Stephen Kelly, chief executive of lobby group Manufacturing NI, sets out the cold, hard facts on exports, the EU and us... while Adrian Weckler says Ireland must start poaching tech firms from Northern Ireland and the rest of the UK

Published 01/03/2016

There are still many tough decisions to be made before the EU referendum takes place on June 23
There are still many tough decisions to be made before the EU referendum takes place on June 23

The 'Brexit' debate is now less than two weeks old and we have almost four months still to run. It's important that any local debate, on the pros and cons, is populated with fact and not fear. What is emerging is that business requires certainty. It's important that both sides of the debate confirm, not speculate, on what will happen next. Business does not want barriers to trade, particularly for those who sell into that almost £3bn EU market or indeed who leverage EU Trade Agreements with other parts of the world which are worth an additional £3bn.

Uncertainty is as damaging as action - we're already aware of businesses holding off investment, EU customers raising concerns about what happens beyond June 23 and the reaction of the markets to news of the referendum. Our manufacturing sector remains brittle and we need to make sure that the conditions are created - whether through a vote to remain or leave - that we are empowered and tooled up to realise our export potential and grow our economy.

For small open economies, like ours, exports are an important driver of economic growth. They provide us with an external source of demand which can help compensate for a lack of domestic scale, and allow a developed economy to tap into potentially faster growth in emerging markets. Exports also help to support demand in non-export sectors through economic multiplier effects.

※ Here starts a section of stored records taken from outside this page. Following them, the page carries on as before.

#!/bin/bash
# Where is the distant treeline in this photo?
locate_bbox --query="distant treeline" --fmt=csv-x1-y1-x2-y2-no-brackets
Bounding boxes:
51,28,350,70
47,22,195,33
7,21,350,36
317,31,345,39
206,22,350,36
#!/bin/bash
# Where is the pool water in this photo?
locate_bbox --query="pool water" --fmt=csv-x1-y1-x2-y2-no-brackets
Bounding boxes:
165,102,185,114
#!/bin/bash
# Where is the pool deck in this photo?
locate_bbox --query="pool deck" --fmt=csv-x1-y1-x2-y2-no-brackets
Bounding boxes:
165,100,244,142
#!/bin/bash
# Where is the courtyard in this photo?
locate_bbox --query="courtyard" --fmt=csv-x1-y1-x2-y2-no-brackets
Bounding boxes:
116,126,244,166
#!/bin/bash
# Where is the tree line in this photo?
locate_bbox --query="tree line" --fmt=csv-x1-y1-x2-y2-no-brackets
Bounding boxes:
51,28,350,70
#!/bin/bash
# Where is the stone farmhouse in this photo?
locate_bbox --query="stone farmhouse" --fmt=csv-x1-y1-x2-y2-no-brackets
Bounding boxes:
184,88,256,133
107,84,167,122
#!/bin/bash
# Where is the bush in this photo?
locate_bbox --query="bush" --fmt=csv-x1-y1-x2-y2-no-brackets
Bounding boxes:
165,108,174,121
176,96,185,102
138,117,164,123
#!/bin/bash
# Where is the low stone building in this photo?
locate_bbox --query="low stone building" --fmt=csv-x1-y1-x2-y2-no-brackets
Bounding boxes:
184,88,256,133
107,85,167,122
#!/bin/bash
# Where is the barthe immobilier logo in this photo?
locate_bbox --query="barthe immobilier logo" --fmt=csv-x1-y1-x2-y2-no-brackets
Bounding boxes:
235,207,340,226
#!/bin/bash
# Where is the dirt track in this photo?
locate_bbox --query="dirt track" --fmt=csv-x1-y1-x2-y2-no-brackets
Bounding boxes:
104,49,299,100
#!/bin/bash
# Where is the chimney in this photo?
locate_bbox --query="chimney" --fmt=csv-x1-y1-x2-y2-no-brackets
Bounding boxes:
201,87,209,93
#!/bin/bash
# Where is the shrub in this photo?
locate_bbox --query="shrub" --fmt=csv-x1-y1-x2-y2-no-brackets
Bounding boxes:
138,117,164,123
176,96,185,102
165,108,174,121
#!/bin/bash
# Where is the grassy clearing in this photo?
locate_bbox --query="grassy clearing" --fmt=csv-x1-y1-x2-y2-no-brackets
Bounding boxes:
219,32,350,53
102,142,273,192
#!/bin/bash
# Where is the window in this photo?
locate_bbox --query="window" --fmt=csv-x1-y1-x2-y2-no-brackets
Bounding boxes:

In 2012 manufacturing accounted for 61% of all goods and services exported by Northern Ireland companies. Consequently, as Northern Ireland's largest exporting sector, and therefore source of export revenue, manufacturing plays an important role in supporting the province's economic growth.

The Manufacturing Sales and Exports Survey, undertaken by the Department of Enterprise, Trade and Investment (DETI), provides more timely information concerning the performance of Northern Ireland manufacturing sales and exports. It reveals that manufacturing turnover reached £18.1bn in 2014. Of this sales total, £14.3bn was generated from markets outside of Northern Ireland - equivalent to 79% of total sales. Some £8.3bn (58%) of these external sales were destined for the British market and the remaining £6bn consisted of exports. Manufacturing exports in 2014 actually fell by 1.5% from the 2013 level, caused by a decrease in sales to the rest of the world.

The manufacture of food, beverages and tobacco accounted for the largest share of manufacturing exports at 28%. Manufacturing firms of all sizes contribute to Northern Ireland's exports. In 2014, small and medium-sized firms (firms with less than 250 employees) posted export sales of £1.9bn, accounting for almost one-third of total exports.

The Republic of Ireland is Northern Ireland's largest single market for manufactured exports, accounting for more than £1.4bn in sales in 2014, equivalent to 23.5% of total exports. The rest of the EU accounted for a further 25% of manufactured exports, with Switzerland, Germany and France the largest markets. More than half of Northern Ireland's manufacturing exports are destined for markets outside the EU. North America is the largest non-EU export market, accounting for over £1.1bn of sales, with Asia also a significant destination.

The mix of destinations and increasing globalisation of trade is important given the range of expected rates of growth across the globe. Ireland is expected to grow significantly faster than the world average over the next decade, and should provide strong demand for Northern Ireland's exports. Above average growth is also forecast for Asia, the Middle East and Africa that collectively account for 12% of manufactured exports. Growth in these markets will be an important source of demand, as we expect US and European GDP growth to be slower than the world average. Nonetheless, the size of these markets means they will continue to be an important driver of our manufacturing sector.